There were many girls my age in my neighborhood, yet I associated with a group of eight who became close for many years. Why did I open the door to them and not the others? We had fun sharing secrets, gossip, going to parties, dances and talking about boys. Even though there were minor differences and disagreements, we basically got along well, and the door didn't start to close until we all married and moved to different areas. Proximity is a major ingredient to friendship.

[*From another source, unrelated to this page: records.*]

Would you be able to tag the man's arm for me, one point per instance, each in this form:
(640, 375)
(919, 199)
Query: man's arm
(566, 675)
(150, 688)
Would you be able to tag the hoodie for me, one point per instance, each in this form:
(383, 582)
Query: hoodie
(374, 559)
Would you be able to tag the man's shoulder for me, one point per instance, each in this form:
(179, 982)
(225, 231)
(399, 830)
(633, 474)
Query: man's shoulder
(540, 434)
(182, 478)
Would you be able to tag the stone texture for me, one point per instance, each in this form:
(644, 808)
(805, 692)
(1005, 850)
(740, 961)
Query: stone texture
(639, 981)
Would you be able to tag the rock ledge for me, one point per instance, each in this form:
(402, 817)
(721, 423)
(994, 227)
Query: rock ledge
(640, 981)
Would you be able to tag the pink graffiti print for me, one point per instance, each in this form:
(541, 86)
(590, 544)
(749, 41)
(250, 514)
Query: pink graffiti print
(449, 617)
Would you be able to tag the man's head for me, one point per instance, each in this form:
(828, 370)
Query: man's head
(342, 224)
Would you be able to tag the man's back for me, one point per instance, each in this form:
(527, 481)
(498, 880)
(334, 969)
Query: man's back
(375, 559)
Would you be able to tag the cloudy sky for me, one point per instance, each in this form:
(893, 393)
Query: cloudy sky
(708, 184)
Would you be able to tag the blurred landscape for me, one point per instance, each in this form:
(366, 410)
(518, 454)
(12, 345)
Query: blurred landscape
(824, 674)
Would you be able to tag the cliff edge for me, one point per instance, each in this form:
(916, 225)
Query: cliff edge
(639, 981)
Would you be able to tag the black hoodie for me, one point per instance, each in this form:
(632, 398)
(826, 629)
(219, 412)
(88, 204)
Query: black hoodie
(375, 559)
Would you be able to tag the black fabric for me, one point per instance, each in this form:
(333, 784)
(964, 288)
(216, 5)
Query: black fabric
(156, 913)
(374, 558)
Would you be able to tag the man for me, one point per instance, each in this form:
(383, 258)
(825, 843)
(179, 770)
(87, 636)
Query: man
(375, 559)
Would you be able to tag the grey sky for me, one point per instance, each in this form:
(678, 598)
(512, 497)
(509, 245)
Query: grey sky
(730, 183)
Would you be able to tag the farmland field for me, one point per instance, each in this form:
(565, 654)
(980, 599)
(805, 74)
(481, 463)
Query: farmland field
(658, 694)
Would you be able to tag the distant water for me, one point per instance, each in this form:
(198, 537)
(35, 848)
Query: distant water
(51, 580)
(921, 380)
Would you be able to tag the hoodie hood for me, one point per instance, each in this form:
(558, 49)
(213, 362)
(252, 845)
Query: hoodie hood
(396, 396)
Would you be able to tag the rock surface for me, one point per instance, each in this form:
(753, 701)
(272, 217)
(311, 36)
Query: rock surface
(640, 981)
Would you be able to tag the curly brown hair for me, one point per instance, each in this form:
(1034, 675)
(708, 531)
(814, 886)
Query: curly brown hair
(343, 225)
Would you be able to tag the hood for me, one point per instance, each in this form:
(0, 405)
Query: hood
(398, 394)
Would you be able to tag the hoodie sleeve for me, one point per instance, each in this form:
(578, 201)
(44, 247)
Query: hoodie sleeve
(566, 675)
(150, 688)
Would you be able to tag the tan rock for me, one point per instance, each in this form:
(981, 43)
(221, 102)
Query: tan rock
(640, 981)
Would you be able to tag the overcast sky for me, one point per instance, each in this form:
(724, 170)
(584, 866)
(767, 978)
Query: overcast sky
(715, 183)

Marriage opens another door. One night, I went to a new place with a friend, and there he was, the boy I fell in love with, married and lived happily with for 42 years. Unfortunately, one morning when I woke up, he had expired during the night. I was devastated and did not know how I was going to go on with my life. But from discussions we had had when he was alive, I knew he wanted me to continue to open new doors and enjoy whatever time I had left. This gave me strength.

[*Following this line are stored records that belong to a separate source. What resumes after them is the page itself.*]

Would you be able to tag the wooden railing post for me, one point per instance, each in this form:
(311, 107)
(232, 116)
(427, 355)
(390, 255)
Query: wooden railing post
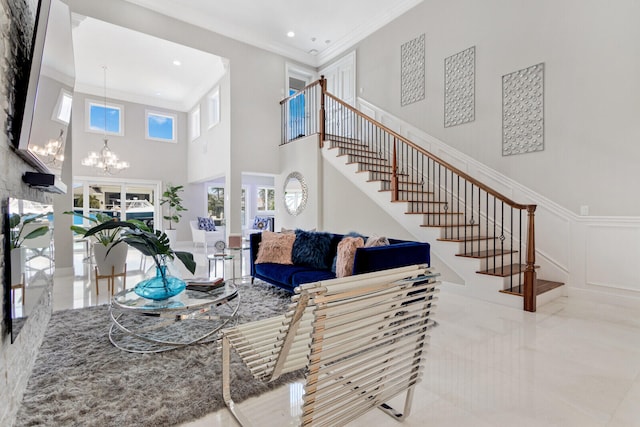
(530, 271)
(323, 90)
(394, 176)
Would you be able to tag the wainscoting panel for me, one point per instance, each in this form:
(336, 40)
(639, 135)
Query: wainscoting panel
(611, 256)
(554, 241)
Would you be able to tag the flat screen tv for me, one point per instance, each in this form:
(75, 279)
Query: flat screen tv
(43, 96)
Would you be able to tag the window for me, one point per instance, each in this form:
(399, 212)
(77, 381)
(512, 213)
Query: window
(266, 200)
(101, 119)
(194, 123)
(213, 101)
(160, 126)
(215, 204)
(62, 110)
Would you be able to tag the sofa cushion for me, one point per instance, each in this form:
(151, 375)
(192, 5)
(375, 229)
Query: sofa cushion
(276, 248)
(206, 224)
(346, 253)
(374, 241)
(312, 249)
(278, 273)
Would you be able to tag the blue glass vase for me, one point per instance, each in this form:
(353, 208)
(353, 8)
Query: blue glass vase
(161, 286)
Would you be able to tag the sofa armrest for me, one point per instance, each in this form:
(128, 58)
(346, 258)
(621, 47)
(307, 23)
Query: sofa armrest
(254, 245)
(391, 256)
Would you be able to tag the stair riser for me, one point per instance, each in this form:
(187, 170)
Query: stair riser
(425, 206)
(344, 151)
(436, 218)
(367, 167)
(367, 160)
(386, 185)
(476, 245)
(348, 144)
(461, 231)
(413, 196)
(498, 261)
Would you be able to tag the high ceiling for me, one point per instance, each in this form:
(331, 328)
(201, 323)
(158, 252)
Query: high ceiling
(323, 30)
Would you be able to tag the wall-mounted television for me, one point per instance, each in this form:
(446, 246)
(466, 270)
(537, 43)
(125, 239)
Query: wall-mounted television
(43, 100)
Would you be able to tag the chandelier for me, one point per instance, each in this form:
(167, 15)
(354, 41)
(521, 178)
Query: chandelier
(105, 159)
(53, 151)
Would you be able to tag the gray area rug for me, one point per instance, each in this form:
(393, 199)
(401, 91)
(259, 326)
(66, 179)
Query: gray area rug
(81, 379)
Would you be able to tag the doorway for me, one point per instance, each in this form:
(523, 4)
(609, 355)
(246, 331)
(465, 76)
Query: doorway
(124, 200)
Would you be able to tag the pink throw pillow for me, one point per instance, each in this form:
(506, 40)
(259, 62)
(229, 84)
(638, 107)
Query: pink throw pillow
(346, 254)
(276, 248)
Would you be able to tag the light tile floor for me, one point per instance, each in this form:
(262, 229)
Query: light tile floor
(575, 362)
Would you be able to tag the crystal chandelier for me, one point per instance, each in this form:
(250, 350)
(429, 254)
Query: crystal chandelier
(53, 151)
(105, 160)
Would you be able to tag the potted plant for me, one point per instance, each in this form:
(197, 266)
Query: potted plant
(107, 260)
(155, 244)
(18, 233)
(172, 199)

That is exactly what I did. There were schools with interesting courses to take, organizations to join and new friends to meet.
As I go from one stage of life to another, I find attitude to be the most important ingredient in shaping a rewarding and interesting life. When I am positive and make serious attempts to open a new door, most times the result is pleasant and satisfying. When it is not, I look on it as a losing Lotto ticket. I have many of those. Yet, I still purchase Lotto tickets every once in a while. Just as, "You gotta be in it to win it," you gotta open the door to see what's on the other side. If you don't, you never have to deal with disappointment, but then you also will never know the wonderful surprise of something good happening in your life.
The risk is worth it.
-- Harriet Morgenstern, Hewlett
Get the picture?
I have a huge amount of unfinished business. Family photographs — probably hundreds that I have managed to save and not attend to.
I'm the oldest of 12 children and have seven children of my own. My children are now adults, and I've tried every year for the past six years to make a dent. I actually have finally gotten the photos in order by year. That took me two years. I must admit that many photos were in original envelopes after being developed, stacked in brown grocery bags.
Next, I started sorting them for each child of mine. I want to make them each an album of photos of themselves, their siblings and pictures of my husband and myself. I'm not sure if I just feel too overwhelmed by the task or if looking at 44 years of pictures is just too emotional. I promise myself every summer, I'm going to tackle the job and get it done this winter.
To make matters worse, two years ago I thought it might be a good idea not only to make seven albums, but to include a narrative of my life with my husband and my children. That was a big mistake. Between reflecting on my life as well as all these darling pictures (and all the memories of each child's first smile, step, birthday and first day at school, etc.) turned me into an emotional sob.
Now, my progress has once again come to a standstill. Perhaps another reader has some pointers or insight that would help me clear my own path. I know I need help.
As my husband pointed out to me after reading this, I am a professional organizer for many years for many people. It is very obvious that I am now walking in my clients' shoes.
--Jean Rechner, Valley Stream
iLove my game apps
I am 66 years old, recently retired and addicted to game apps, especially Words With Friends. I also play another version, Scrabble Free (which wasn't, by the way). I play with many friends, and when they don't respond quick enough, I play with "random" players! I play watching TV, riding in a car (as a passenger, of course!) and, yes, waiting for all appointments. My husband has the patience of a saint!
However, as everyone knows, this keeps the brain active, and, on the more educational side, I am also learning better Italian, cooking techniques and I also have an app, "iTunes U," that I use to listen to lectures / conferences in law and medicine from Stanford and Cambridge universities.
So a big "thank you" to all those techies who created the apps for all to enjoy, learn and perhaps give a life line to.
--Mary Tufano, Islip
Your move, Mom
In this busy world of young mothers with little time to chat or visit between work, baseball and dance lessons, school pickups and drop-offs, and play dates, the one reliable way I can communicate regularly without breathless hurriedness with my daughter is Words With Friends.
When I see the Words With Friends "your move" signal on my iPhone, my eyes light up and I feel a rush knowing that my daughter made the time to "play" with me. She usually beats me, but who cares? In the end, she agrees that we are both winners!